In the documentary “To Err is Human,” which tells the sometimes-terrifying story of how medical errors impact everyday lives, one doctor discusses the first time he ever inserted a chest tube into a patient.
The physician, now near retirement, says he was in his 20s, fresh out of medical school, at a rural hospital, trying to do a tricky and traumatic procedure — for the very first time — on a very real human being.
One-the-job medical training is far from optimal, he says. An estimated 44,000 people, and perhaps as many as 98,000 people, die each year in hospitals due to medical errors that could have been prevented, according to studies cited by the film.
The University of Mobile held several showings of the documentary in April at its campus to engage healthcare professionals and students on patient safety and introduce its new $4.6 million Center for Excellence in Healthcare Practice. A central piece of the new center is high fidelity patient simulators that could have given the aforementioned doctor a chance to insert a chest tube incorrectly a few times, without hurting an actual person.

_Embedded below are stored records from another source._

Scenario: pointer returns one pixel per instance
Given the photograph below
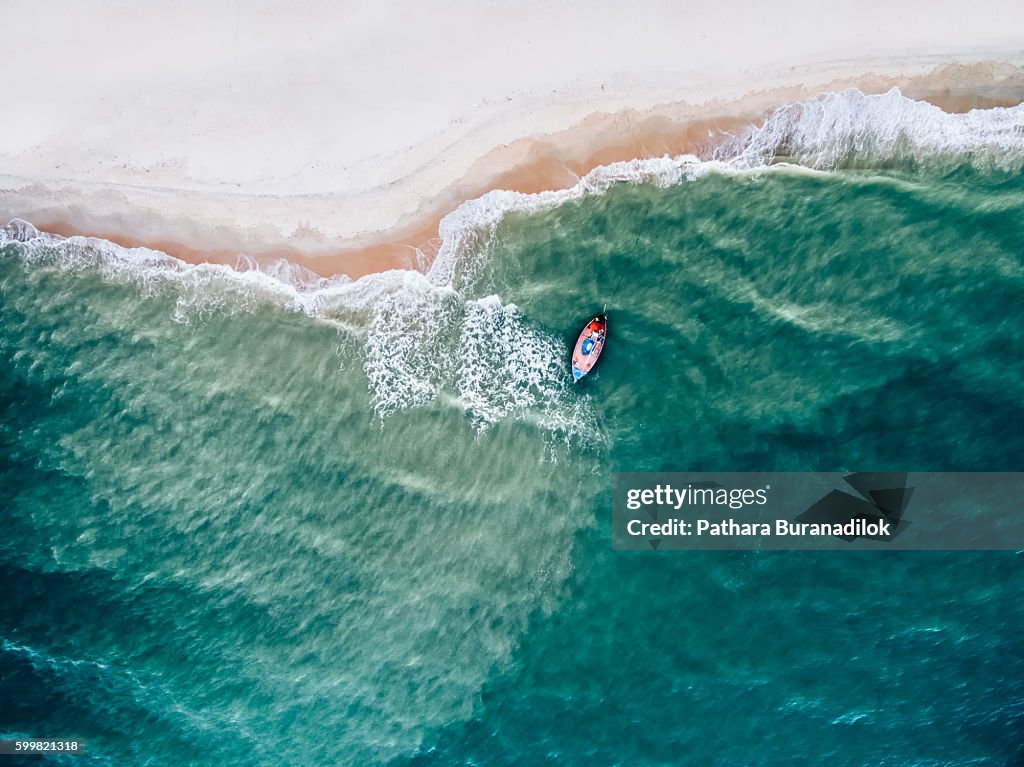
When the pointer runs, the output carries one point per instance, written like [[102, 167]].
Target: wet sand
[[531, 165]]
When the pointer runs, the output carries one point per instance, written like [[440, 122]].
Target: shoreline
[[177, 221]]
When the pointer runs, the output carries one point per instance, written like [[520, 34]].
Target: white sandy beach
[[315, 130]]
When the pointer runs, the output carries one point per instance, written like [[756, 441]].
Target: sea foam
[[424, 333]]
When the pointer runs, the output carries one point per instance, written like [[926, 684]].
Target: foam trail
[[427, 332]]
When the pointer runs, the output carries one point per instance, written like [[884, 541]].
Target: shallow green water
[[244, 525]]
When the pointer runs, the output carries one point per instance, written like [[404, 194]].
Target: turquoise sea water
[[249, 522]]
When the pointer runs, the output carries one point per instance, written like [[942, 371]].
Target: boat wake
[[422, 334]]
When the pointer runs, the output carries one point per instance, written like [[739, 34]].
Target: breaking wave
[[427, 333]]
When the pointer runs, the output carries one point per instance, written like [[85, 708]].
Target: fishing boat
[[589, 346]]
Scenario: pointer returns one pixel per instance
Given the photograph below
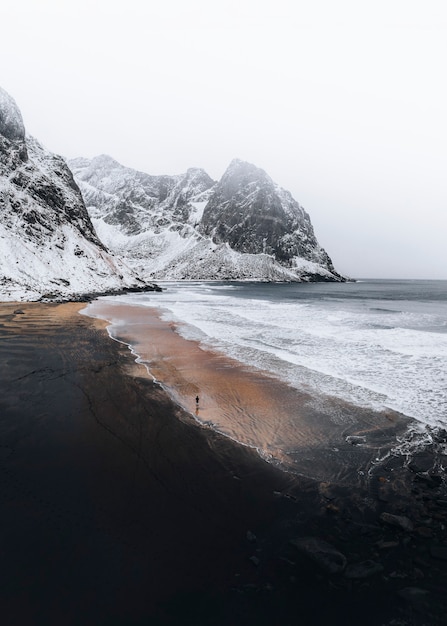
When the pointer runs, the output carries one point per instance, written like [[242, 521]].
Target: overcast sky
[[342, 102]]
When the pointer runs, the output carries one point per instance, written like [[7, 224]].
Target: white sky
[[342, 102]]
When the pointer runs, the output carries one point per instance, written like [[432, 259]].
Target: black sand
[[116, 508]]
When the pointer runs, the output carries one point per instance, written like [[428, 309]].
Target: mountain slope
[[48, 246], [188, 227]]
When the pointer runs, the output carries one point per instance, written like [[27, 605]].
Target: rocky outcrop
[[48, 245], [244, 227]]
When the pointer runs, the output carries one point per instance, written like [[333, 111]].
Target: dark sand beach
[[118, 508]]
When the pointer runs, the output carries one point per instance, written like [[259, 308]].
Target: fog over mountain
[[189, 227], [48, 246]]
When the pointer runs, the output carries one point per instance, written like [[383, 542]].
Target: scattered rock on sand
[[355, 440], [363, 570], [439, 552], [322, 553]]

Modern nursing training sometimes utilizes actors to play the role of patients. A mock human patient, for instance, might express different levels of stress, anger or confusion as actual patients do, when an examination is under way. Robotic, computerized mannequins, meanwhile, can talk, breathe and bleed. They offer a learning safety net that gives specific feedback as nursing students do procedures on them.
In a recent exercise, University of Mobile nursing students clustered around a robotic simulator in a childbirth setting. CAE Healthcare trainer Deb Tauber, watching from an observation room and using a computer hookup, voiced responses through the mannequin as the students assisted in the delivery.
School officials hope such training will reduce mortality related to preventable medical errors, which currently ranks at the No. 3 leading cause of death in the United States, after heart disease and cancer, according to one recent study.